While anorexia may be more life-threatening, other eating disorders can contribute to significant life-long problems and shouldn’t be dismissed or overlooked.  That’s the message behind the online screening tool.  Many overweight and obese people have eating disorders that negatively impact physical and mental health.  According to Susan McClanahan of the Eating Recovery Center, medical and health professionals need to consider the possibility of eating disorders when advising these types of patients.  Standard recommendations to restrict food intake to lose weight may seem like good advice.  But if the person has an unrecognized eating disorder like binge eating or bulimia, that advice could backfire.  A binge eater who is told to lose weight will very likely fail, leading to more emotion-driven bingeing, weight gain and feelings of shame.

The situation is complicated by the fact that plenty of overweight and obese people don’t understand that they have an eating disorder.  The online screening tool is designed to cut through the confusion and give the user actionable information on risk level and resources.

You can find the screening tool here.  In the interest of journalistic integrity, I took it myself.  I was a bit confused by the first screen, which starts with a one-answer question that links to the screen: “Afraid of gaining weight or concerned about my eating habits?”  Well, if a person is obese and happily binge eating and isn’t concerned, apparently that’s the end of the survey, because there aren’t any other possible answers.  In which case, that person would not benefit from taking the survey.

The first set of questions deal with preoccupation with food and weight, as well as frequency of binges, vomiting, compulsive exercise, calorie intake and body fat.  The last questions are more specific about food and exercise behaviors in the past 3 months, such as uncontrolled bingeing or laxative abuse.  Given that my profession entails being preoccupied with food, exercise and nutrition, I wondered if I’d be flagged for an eating disorder.  I wasn’t.  But clearly if a person with a problem like bulimia or binge eating answered the questions honestly, the screen would flag them for risk and provide resources to seek help from a mental health professional.

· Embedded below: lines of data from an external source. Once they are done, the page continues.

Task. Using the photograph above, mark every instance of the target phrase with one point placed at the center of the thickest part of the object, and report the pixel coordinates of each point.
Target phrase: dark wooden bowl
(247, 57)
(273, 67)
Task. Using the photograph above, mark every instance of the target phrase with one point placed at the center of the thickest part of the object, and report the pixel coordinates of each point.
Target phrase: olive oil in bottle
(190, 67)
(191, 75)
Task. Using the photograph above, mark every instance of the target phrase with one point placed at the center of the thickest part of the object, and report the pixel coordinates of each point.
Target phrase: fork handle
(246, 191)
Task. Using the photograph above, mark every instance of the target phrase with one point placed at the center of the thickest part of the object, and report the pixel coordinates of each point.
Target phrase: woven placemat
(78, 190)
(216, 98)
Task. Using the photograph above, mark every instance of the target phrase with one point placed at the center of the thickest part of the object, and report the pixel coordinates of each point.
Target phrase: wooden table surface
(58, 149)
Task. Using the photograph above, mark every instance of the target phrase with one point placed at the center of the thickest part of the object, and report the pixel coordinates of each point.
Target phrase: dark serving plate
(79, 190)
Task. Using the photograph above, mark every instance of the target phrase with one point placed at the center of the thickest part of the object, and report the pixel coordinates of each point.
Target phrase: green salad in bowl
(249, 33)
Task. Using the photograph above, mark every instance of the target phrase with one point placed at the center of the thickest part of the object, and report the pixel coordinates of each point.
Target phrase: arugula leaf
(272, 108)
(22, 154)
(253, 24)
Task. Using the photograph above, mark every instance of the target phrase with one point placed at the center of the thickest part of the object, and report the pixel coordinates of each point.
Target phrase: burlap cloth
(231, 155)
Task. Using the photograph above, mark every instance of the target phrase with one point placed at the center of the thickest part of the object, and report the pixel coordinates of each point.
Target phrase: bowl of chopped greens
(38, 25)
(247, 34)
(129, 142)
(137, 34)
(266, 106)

Key word “honestly”.  Certainly a person in denial, or trying to hide their behavior, could give “right” answers and avoid dealing with an eating disorder.  Strange as that may sound, there are certainly people who think they can take care of the problem on their own.  Until they can’t.

What if you suspect you have an eating disorder?

Take the online screen.  It’s easy and anonymous.  And yes it only takes about 3 minutes.  Depending on your results, you can decide to seek help.  And that help should include a qualified and experienced mental health professional who works with eating disorder patients.  Dietitians may have expertise in nutrition and diets, but more information about calories or diets or nutrients isn’t what a person with bulimia or binge eating disorder or anorexia needs at first.  Those behaviors are driven by a complex mix of biochemical signals and emotional cues.  Until those are recognized and resolved, diet changes are not going to be successful or helpful.  In fact, well-meaning diet advice heaped on top of an active eating disorder will likely backfire.